冒頭のステートメントで、高等弁務官フィリポ・グランディは:
①欧州ドナー諸国がウクライナ避難民を受け入れ、資金も提供する一方で、アフリカや中東、アジア、中米などからの難民・避難民受け入れには消極的で、資金協力も増やさない(減らす)ことに対して「人種主義だ」と批判し、
②英国がフランスからの不法移民(難民申請者)をルワンダに移送し、そこで難民申請をさせようとしていること(自国領土への接近を阻止し、難民認定手続きを” 外注”すること)に対しては「反対だ」と明言。
難民の国際的保護制度の根幹を崩しかねない政策をとる主要(ドナー)国を壇上からはっきり批判することは、難民高等弁務官の任務ではあるが、易しいことではない。

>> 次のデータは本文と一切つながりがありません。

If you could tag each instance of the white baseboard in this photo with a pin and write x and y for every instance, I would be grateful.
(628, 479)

易しくない理由:国際機構論的に言うと、UNHCRはその大半の資金を欧米諸国に出してもらっている国際機関(政府間組織 Inter-Governmental Organization、IGO)だ。加盟国(特に欧米諸国)が「本人」であり、UNHCRは「代理人」に過ぎない。本人に首根っこをつかまれている代理人が、本人を公然と批判することにはリスク(拠出金の削減、高等弁務官の任期など)を伴う。
公然たる批判は、加盟国と高等弁務官の間に強い信頼関係があってこそできることだ。批判された英国は、後のステートメントでは、この批判に触れなかった。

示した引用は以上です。